We’re moving towards the return of what Foreign Policy calls “the natural economy.” An economy that strives for self-sufficiency rather than growth. This is exactly what the co-op model enables. This is also exactly what our existing system considers irrational. Co-ops don’t motivate with the mirage of potential lottery-ticket growth. They fulfill our deeper need for resilience and reliability. It’s hard to imagine what could be more valuable during times like these.
The transition to self-sufficiency will lead to a decline in top-line economic growth. Because people will be working for the wellbeing of themselves and their communities rather than increasing the wealth of stockholders, GDP and other metrics will decline. A period of conscious economic degrowth will begin. The wellbeing of many communities will start growing instead.

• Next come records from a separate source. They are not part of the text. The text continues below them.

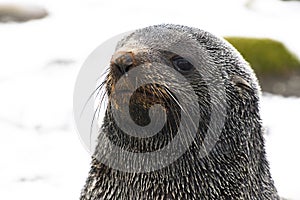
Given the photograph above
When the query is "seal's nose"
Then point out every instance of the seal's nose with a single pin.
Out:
(123, 61)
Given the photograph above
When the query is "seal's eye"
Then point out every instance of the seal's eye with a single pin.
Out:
(181, 64)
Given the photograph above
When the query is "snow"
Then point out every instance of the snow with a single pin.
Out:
(42, 156)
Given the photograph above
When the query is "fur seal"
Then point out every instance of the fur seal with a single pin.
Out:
(235, 168)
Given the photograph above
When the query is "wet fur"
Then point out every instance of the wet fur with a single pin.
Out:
(236, 168)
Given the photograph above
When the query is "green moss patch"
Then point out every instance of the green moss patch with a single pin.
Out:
(266, 56)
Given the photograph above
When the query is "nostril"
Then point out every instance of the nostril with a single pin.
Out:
(124, 61)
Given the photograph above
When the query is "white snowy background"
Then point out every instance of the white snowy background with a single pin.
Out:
(41, 154)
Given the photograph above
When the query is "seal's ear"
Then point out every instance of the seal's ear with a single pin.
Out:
(241, 83)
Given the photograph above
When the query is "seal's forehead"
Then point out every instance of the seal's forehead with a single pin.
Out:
(157, 37)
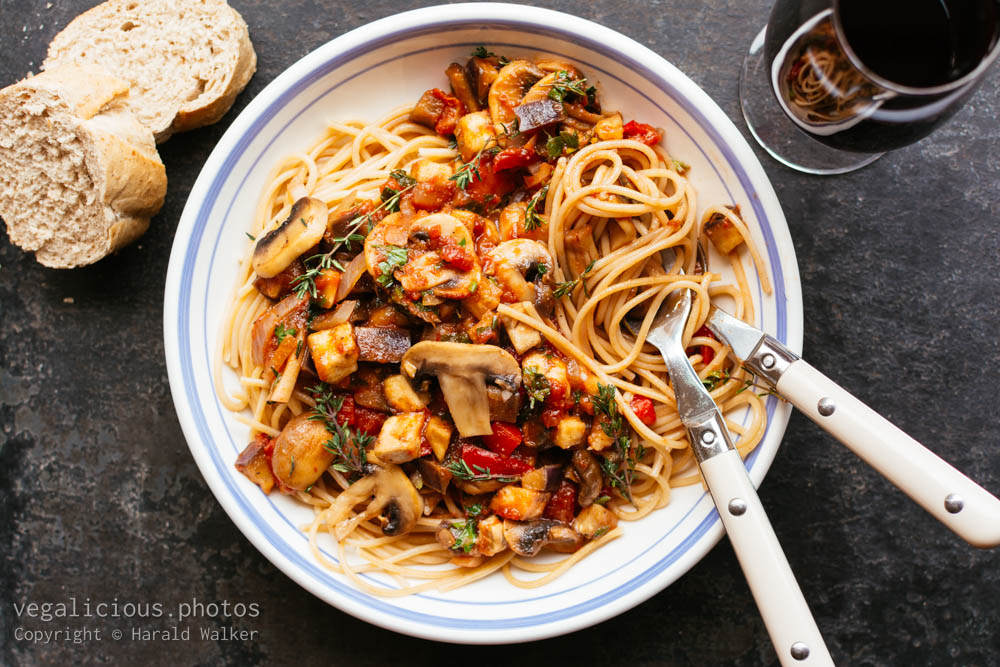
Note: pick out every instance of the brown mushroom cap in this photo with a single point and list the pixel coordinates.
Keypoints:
(462, 371)
(395, 499)
(303, 229)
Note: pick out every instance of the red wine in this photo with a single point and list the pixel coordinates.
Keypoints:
(919, 43)
(874, 75)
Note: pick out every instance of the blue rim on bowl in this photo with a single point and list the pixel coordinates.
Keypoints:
(191, 399)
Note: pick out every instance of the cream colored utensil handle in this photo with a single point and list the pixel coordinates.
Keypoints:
(793, 631)
(954, 499)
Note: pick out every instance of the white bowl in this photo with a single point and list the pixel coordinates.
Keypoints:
(363, 74)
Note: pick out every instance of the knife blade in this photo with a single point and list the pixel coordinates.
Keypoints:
(948, 495)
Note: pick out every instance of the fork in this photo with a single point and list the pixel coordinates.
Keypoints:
(786, 615)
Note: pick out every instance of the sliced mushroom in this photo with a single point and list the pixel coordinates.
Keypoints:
(391, 494)
(546, 478)
(526, 538)
(462, 372)
(589, 472)
(460, 87)
(299, 457)
(435, 475)
(524, 268)
(304, 228)
(508, 90)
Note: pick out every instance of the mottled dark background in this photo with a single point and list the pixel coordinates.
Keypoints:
(100, 498)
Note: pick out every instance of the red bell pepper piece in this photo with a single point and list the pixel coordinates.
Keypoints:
(456, 255)
(707, 353)
(484, 461)
(505, 438)
(643, 409)
(562, 505)
(512, 158)
(368, 421)
(647, 134)
(452, 110)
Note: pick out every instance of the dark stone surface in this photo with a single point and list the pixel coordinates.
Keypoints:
(100, 498)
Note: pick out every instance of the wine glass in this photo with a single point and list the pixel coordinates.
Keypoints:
(829, 85)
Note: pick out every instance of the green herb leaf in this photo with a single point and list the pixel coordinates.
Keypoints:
(281, 332)
(565, 86)
(395, 256)
(531, 218)
(537, 386)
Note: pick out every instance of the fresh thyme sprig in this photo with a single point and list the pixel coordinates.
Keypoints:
(470, 170)
(316, 264)
(565, 86)
(345, 444)
(531, 217)
(537, 386)
(620, 468)
(461, 470)
(567, 286)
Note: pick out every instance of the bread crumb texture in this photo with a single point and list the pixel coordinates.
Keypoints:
(186, 60)
(79, 175)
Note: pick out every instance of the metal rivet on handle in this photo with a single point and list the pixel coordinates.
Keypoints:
(826, 406)
(800, 651)
(737, 506)
(954, 503)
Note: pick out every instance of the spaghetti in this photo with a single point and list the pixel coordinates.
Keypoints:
(504, 263)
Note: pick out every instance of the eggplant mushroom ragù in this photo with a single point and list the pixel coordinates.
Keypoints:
(421, 401)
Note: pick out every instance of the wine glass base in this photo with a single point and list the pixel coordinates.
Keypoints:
(777, 134)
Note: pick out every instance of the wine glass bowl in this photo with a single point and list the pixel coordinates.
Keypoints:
(829, 85)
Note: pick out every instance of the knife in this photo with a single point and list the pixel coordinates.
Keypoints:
(786, 615)
(951, 497)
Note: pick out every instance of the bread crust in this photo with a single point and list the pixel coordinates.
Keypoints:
(128, 178)
(76, 43)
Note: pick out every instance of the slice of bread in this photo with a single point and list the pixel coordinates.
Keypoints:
(79, 175)
(187, 60)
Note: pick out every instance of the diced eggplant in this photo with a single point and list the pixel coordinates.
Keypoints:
(460, 87)
(546, 478)
(518, 503)
(504, 407)
(589, 471)
(594, 521)
(280, 285)
(570, 432)
(401, 395)
(438, 436)
(435, 475)
(334, 352)
(399, 439)
(482, 73)
(253, 463)
(427, 110)
(542, 113)
(384, 345)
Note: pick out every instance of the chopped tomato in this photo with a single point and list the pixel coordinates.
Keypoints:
(368, 421)
(707, 353)
(504, 439)
(643, 409)
(452, 109)
(432, 195)
(484, 461)
(562, 505)
(457, 256)
(345, 417)
(552, 417)
(512, 158)
(647, 134)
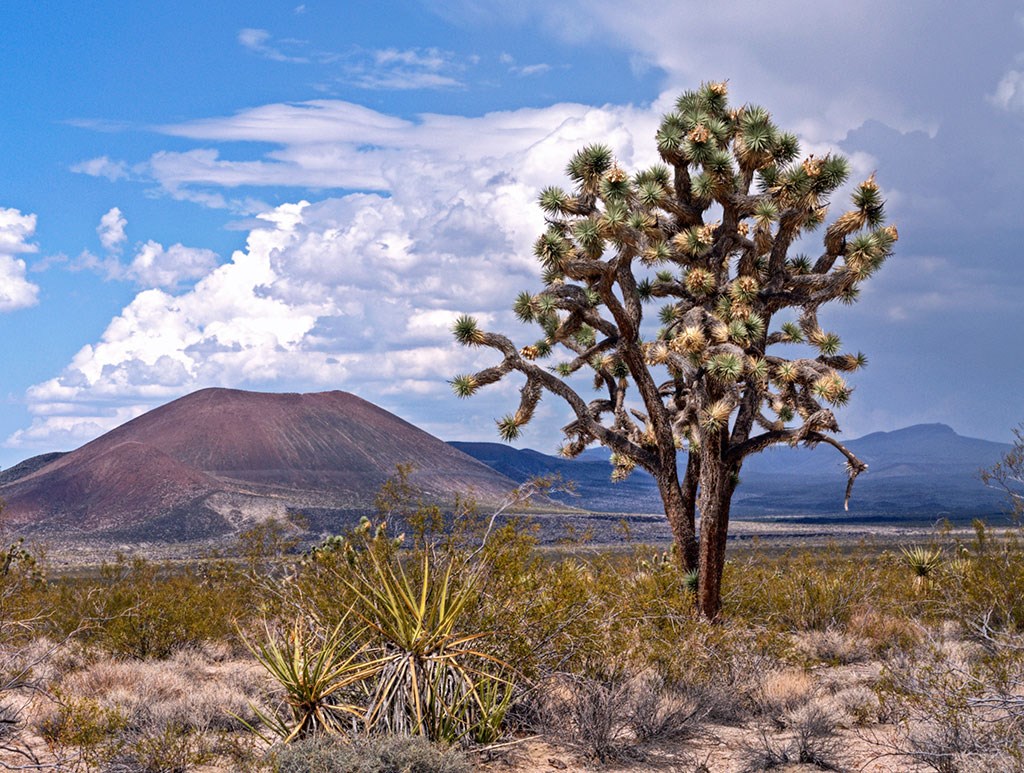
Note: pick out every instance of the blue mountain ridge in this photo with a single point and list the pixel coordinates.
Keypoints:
(923, 472)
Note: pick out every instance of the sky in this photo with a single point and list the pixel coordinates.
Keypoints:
(289, 197)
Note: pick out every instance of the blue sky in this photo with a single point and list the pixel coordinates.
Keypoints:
(286, 197)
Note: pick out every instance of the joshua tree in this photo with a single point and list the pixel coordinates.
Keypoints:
(709, 234)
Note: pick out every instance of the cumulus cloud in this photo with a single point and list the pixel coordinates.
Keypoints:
(356, 291)
(169, 268)
(112, 230)
(153, 265)
(15, 291)
(258, 41)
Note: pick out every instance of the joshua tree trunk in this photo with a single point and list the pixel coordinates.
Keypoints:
(718, 480)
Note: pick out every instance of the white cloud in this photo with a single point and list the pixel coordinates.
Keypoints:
(1010, 91)
(154, 266)
(112, 230)
(102, 167)
(257, 41)
(15, 291)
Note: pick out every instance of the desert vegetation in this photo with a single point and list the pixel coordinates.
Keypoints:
(441, 648)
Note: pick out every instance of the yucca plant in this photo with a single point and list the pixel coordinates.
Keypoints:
(316, 673)
(923, 562)
(431, 679)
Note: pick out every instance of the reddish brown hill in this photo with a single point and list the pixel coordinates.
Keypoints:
(219, 458)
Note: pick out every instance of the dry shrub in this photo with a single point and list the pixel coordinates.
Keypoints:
(884, 632)
(609, 715)
(148, 716)
(859, 703)
(780, 692)
(386, 754)
(957, 704)
(812, 740)
(591, 713)
(832, 646)
(660, 712)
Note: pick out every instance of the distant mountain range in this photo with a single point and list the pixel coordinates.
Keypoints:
(922, 472)
(220, 459)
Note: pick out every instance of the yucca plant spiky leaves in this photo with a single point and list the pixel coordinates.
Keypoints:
(508, 428)
(588, 234)
(923, 562)
(716, 417)
(786, 148)
(792, 333)
(464, 385)
(725, 368)
(585, 336)
(702, 186)
(466, 331)
(524, 307)
(614, 184)
(551, 249)
(430, 676)
(314, 673)
(827, 343)
(833, 389)
(589, 164)
(554, 201)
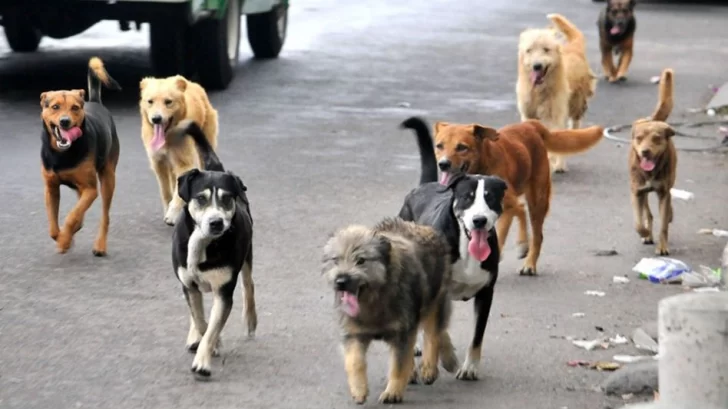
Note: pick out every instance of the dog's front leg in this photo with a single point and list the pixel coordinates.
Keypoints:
(355, 364)
(483, 302)
(665, 217)
(401, 364)
(74, 220)
(222, 304)
(52, 201)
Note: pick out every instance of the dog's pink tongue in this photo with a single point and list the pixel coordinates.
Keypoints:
(444, 178)
(71, 134)
(646, 164)
(478, 246)
(349, 304)
(158, 139)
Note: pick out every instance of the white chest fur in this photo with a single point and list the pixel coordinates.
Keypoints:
(467, 276)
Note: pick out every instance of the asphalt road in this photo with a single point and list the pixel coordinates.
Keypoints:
(314, 135)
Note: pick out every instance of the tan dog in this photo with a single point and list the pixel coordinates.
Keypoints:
(163, 103)
(518, 154)
(653, 166)
(554, 80)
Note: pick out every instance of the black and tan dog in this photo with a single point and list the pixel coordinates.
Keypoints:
(389, 281)
(617, 25)
(653, 166)
(79, 148)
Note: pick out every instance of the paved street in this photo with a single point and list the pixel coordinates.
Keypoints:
(315, 137)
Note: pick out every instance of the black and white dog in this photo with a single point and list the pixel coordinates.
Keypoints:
(212, 243)
(465, 210)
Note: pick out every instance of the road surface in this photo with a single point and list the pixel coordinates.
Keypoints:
(315, 137)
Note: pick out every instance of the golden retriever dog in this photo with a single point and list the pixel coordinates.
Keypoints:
(163, 103)
(554, 79)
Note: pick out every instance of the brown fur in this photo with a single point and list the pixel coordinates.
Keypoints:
(567, 86)
(83, 177)
(621, 44)
(175, 98)
(652, 138)
(518, 154)
(403, 286)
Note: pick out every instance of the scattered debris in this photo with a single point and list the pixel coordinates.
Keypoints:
(620, 280)
(590, 345)
(660, 269)
(644, 342)
(682, 194)
(714, 232)
(628, 359)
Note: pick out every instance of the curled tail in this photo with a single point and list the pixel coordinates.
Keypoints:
(665, 96)
(572, 33)
(428, 162)
(570, 141)
(190, 127)
(97, 75)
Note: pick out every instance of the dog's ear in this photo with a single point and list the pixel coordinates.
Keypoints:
(184, 183)
(482, 133)
(439, 125)
(181, 83)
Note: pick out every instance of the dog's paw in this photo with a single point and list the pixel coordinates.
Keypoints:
(527, 271)
(391, 397)
(429, 373)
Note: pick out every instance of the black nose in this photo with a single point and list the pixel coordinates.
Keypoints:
(479, 222)
(444, 165)
(342, 282)
(216, 225)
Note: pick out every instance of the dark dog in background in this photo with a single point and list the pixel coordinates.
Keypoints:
(389, 281)
(79, 148)
(212, 243)
(617, 25)
(465, 210)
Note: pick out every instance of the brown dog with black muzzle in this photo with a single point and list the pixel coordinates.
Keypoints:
(516, 153)
(79, 146)
(617, 26)
(653, 166)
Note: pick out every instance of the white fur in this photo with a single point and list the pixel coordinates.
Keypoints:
(467, 276)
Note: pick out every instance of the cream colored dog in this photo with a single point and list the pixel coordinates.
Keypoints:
(163, 103)
(554, 79)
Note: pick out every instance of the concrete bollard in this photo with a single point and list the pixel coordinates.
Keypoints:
(693, 340)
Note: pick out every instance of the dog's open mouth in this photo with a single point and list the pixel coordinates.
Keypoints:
(65, 137)
(478, 246)
(158, 139)
(349, 302)
(537, 77)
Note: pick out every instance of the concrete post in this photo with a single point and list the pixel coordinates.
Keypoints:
(693, 340)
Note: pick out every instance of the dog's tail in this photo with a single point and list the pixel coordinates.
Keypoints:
(570, 141)
(97, 76)
(665, 96)
(189, 127)
(572, 33)
(427, 149)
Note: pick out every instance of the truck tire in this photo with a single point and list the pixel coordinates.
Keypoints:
(267, 31)
(21, 35)
(170, 50)
(218, 47)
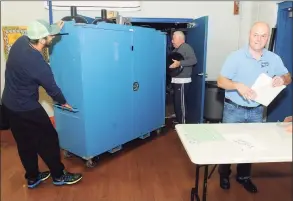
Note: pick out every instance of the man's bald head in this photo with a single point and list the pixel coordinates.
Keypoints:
(259, 35)
(178, 38)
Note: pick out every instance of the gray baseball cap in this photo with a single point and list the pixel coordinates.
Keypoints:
(40, 28)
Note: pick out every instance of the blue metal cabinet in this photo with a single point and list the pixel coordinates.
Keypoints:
(113, 76)
(282, 105)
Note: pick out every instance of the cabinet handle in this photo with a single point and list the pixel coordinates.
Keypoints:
(135, 86)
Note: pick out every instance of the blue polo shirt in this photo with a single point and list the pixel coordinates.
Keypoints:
(241, 67)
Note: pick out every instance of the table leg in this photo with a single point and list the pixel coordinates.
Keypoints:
(194, 191)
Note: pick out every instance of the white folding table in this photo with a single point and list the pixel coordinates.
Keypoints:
(235, 143)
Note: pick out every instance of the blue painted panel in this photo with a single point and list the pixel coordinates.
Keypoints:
(197, 38)
(65, 63)
(282, 105)
(95, 67)
(149, 64)
(162, 20)
(107, 82)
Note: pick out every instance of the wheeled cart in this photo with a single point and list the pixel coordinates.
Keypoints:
(114, 77)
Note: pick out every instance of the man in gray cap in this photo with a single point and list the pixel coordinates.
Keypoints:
(26, 71)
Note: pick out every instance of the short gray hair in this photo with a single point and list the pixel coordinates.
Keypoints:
(180, 34)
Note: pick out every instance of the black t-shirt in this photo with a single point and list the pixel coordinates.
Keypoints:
(26, 70)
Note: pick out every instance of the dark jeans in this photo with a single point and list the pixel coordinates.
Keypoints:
(35, 135)
(234, 114)
(180, 101)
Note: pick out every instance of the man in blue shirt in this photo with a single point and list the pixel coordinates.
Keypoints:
(31, 127)
(240, 71)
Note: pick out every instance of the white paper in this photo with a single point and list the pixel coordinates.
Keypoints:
(265, 92)
(245, 142)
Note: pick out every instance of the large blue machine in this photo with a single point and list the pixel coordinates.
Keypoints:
(281, 107)
(114, 77)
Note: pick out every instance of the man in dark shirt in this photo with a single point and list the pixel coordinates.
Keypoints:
(182, 81)
(31, 127)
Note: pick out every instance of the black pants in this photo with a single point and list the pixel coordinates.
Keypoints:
(35, 135)
(180, 101)
(243, 170)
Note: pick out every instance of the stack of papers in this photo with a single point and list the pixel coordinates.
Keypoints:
(265, 92)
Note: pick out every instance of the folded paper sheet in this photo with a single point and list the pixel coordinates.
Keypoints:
(265, 91)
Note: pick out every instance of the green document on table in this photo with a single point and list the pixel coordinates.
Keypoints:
(202, 133)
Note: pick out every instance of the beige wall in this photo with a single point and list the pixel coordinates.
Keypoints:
(226, 31)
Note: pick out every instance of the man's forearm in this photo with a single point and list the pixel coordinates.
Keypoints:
(227, 84)
(189, 62)
(287, 78)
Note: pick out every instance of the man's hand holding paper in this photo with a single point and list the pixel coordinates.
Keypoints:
(277, 81)
(267, 88)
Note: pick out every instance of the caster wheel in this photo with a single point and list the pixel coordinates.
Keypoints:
(67, 154)
(90, 163)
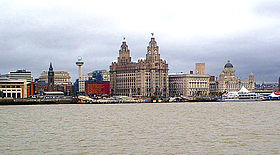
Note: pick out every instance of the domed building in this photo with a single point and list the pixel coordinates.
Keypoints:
(228, 82)
(147, 77)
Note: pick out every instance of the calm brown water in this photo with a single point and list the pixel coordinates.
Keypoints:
(181, 128)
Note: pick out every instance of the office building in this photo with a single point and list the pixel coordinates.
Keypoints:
(147, 77)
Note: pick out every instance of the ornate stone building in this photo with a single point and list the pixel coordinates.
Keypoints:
(228, 82)
(147, 77)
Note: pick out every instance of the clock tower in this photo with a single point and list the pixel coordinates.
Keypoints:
(51, 78)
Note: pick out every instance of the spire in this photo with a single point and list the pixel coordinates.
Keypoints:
(51, 68)
(124, 53)
(124, 47)
(152, 48)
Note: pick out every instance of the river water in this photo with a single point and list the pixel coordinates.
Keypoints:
(173, 128)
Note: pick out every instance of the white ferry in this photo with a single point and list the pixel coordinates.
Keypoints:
(242, 95)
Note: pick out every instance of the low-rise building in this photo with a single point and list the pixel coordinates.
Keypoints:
(21, 74)
(13, 88)
(60, 77)
(190, 85)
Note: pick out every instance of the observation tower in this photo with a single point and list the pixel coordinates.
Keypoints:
(80, 63)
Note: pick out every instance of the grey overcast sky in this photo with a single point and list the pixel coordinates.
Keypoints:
(34, 33)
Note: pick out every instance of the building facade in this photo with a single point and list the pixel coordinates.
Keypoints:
(21, 75)
(228, 82)
(147, 77)
(51, 78)
(60, 78)
(189, 85)
(105, 74)
(13, 88)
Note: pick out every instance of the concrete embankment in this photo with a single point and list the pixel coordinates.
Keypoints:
(37, 101)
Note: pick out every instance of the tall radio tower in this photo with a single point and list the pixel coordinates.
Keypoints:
(80, 63)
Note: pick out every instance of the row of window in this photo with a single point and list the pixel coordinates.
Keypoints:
(9, 86)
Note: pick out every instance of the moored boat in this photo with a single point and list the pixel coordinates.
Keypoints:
(242, 95)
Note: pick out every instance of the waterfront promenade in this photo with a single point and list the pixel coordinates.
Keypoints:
(175, 128)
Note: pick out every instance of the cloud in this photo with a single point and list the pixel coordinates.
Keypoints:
(34, 33)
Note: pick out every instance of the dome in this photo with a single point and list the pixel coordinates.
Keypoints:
(228, 65)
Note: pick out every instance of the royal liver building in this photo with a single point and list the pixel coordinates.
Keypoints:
(147, 77)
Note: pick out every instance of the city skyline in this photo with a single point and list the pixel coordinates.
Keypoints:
(245, 32)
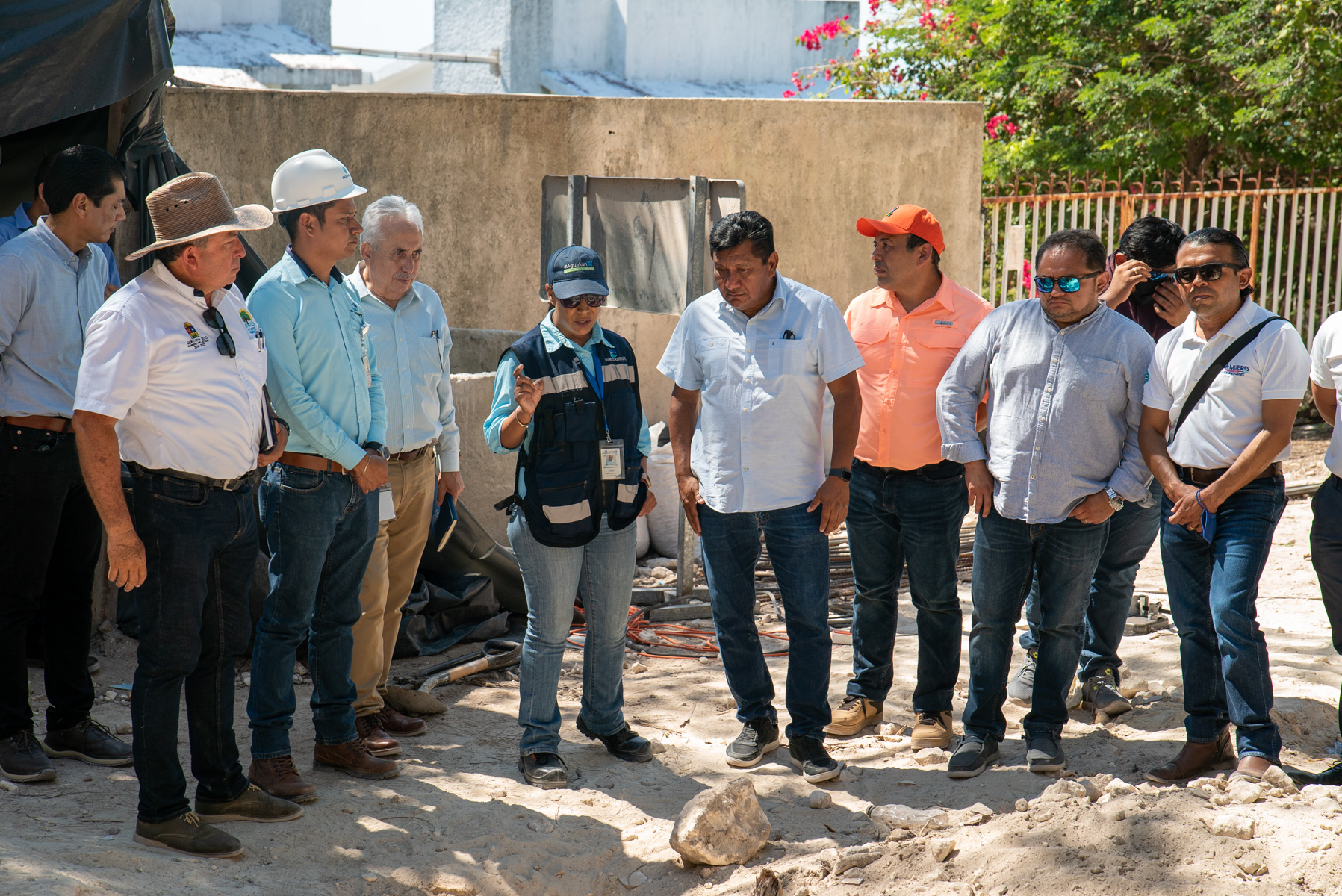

This will be messy. Especially as it marks the end of an empire, as Foreign Policynotes:
[This moment is] similar to the unraveling of the global ecumene that happened with the disintegration of the Western Roman Empire into a multitude of self-sufficient demesnes between the fourth and the sixth centuries. In the resulting economy, trade was used simply to exchange surplus goods for other types of surplus produced by other demesnes, rather than to spur specialized production for an unknown buyer. As F. W. Walbank wrote in The Decline of the Roman Empire in the West, “Over the whole [disintegrating] Empire there was a gradual reversion to small-scale, hand-to-mouth craftsmanship, producing for the local market and for specific orders in the vicinity.”
When frayed social bonds make operating at a collective scale impossible, people turn inwards instead.
The economy has been all about scale over the past fifty years. But we’re about to think about scale and ownership very differently. The next great organizations won’t be the ones with the shiniest bells and whistles. They’ll be the ones that share equitable ownership based on a wider set of values. Collective ownership is a next step towards a more generous world.